Notamment, cette pression se manifeste désormais sur le marché des options. Les traders ont constitué des positions baissières sur STRC, avec un intérêt ouvert notable pour les contrats du 17 juillet à l'exercice de 60 $.

Positionnement des options STRC de StrategyPositionnement des options STRC de Strategy (Optionchart)

Le positionnement suggère que certains investisseurs se préparent à une baisse plus profonde si la confiance dans les actions préférentielles continue de s'éroder.

Le modèle Bitcoin de Strategy sous le feu des critiques

La pression exercée sur les titres de Strategy a exposé la société à des critiques plus vives venant de toute l'industrie des actifs numériques.

Ripple, par l'intermédiaire de son directeur général Brad Garlinghouse, a profité d'une interview sur CNBC vendredi pour discuter de la stratégie de financement de Saylor, affirmant que la dépendance de la société aux actions préférentielles et autres instruments des marchés de capitaux a détourné l'attention de ce qui donne finalement de la valeur aux actifs numériques.

Selon lui :

« L'ingénierie financière ne conduit pas à la création de valeur à long terme. La valeur à long terme de tout actif numérique sera déterminée par son utilité. »

Garlinghouse a dit qu'il restait optimiste sur le Bitcoin, mais a mis en avant la chute de STRC comme preuve que le modèle de Strategy est sous pression. Il a ajouté :

« L'équipe de Michael Saylor ne se concentrait pas sur les bonnes choses, et cela a nui au marché dans son ensemble. »

Les commentaires soulignent un fossé philosophique croissant dans le domaine des cryptos. L'approche de Saylor repose sur la rareté du Bitcoin, l'accès aux marchés publics et une accumulation répétée. La critique de Garlinghouse reflète une vision centrée sur l'utilité des actifs numériques, davantage axée sur les paiements, le règlement et l'infrastructure financière tokenisée.

Ce désaccord existe depuis des années. Toutefois, ce qui a changé, c'est que le marché offre désormais aux critiques de nouvelles preuves.

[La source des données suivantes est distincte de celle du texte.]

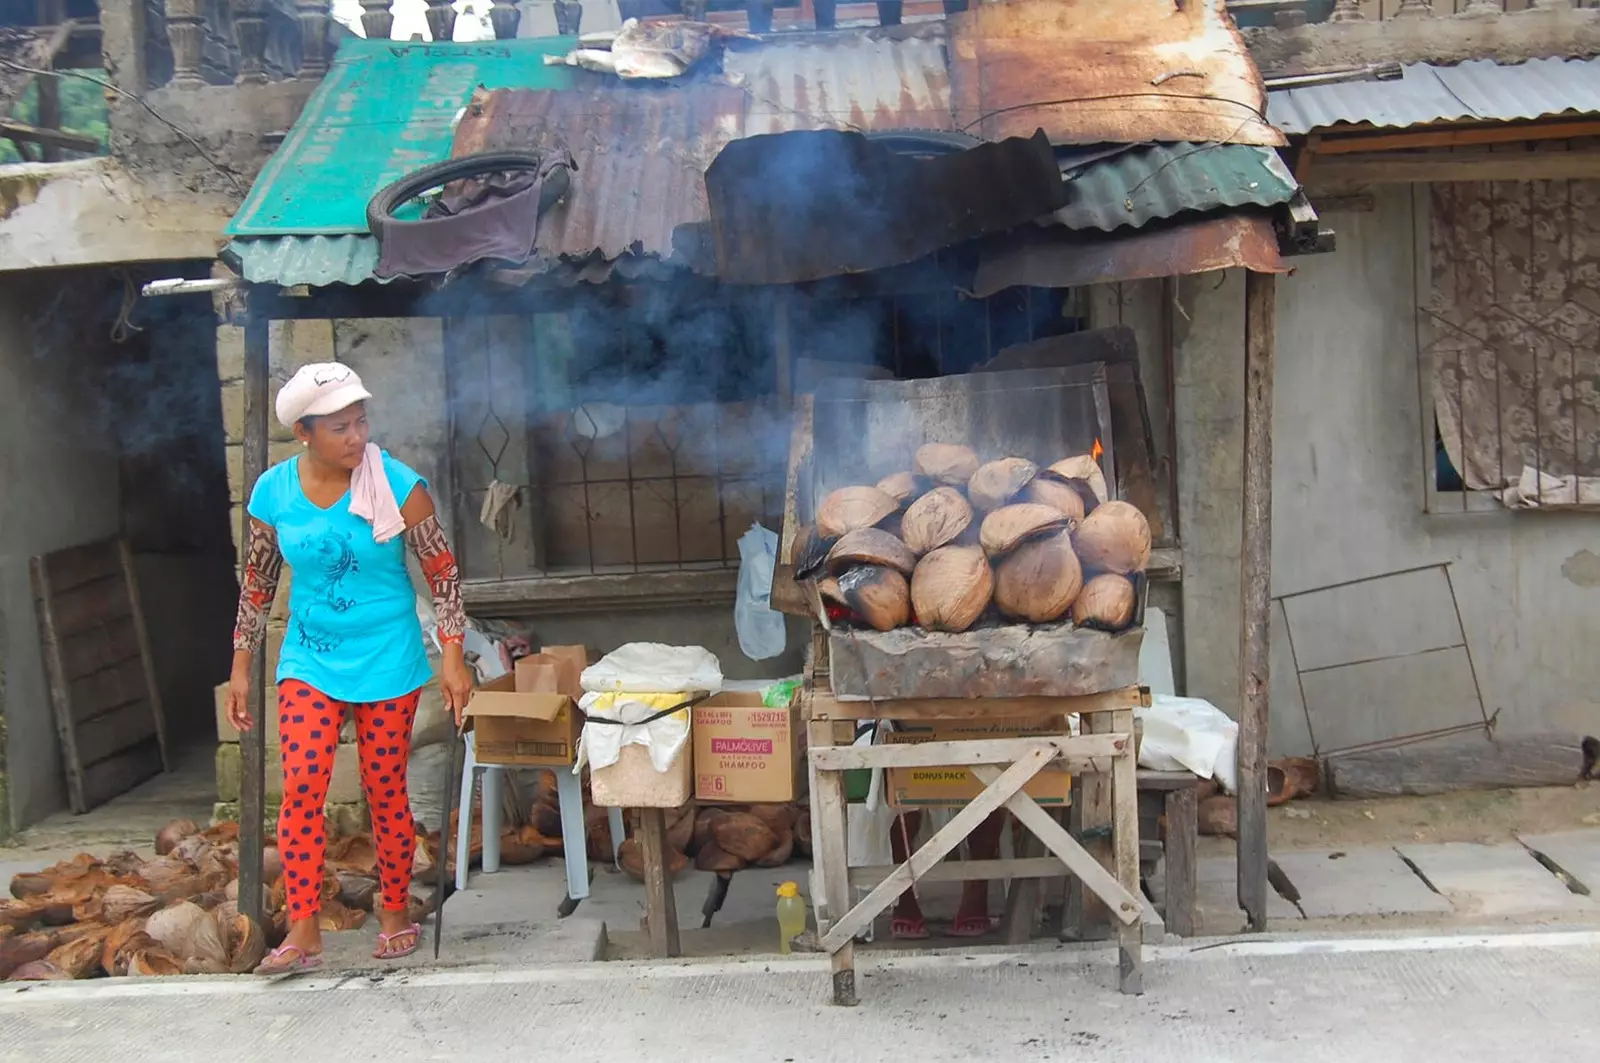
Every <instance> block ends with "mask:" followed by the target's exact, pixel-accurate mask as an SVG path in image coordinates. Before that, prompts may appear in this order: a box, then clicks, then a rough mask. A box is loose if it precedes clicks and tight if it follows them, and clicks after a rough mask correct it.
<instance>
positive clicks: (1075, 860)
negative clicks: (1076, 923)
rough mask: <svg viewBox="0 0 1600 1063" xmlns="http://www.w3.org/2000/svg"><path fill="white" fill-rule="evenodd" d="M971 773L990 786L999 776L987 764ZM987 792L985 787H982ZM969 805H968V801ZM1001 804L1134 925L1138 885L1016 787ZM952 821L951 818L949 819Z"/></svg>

Cependant, Michael Saylor a rejeté ces inquiétudes, affirmant :

« La volatilité met à l'épreuve chaque structure de capital. Strategy reste concentrée sur le Bitcoin, sur une allocation disciplinée des capitaux, sur la qualité du crédit et sur la création de valeur à long terme. »

Le prochain test consisterait à voir si Strategy peut restaurer la confiance sans affaiblir la stratégie qui en a fait l'un des plus importants proxies du Bitcoin sur les marchés publics.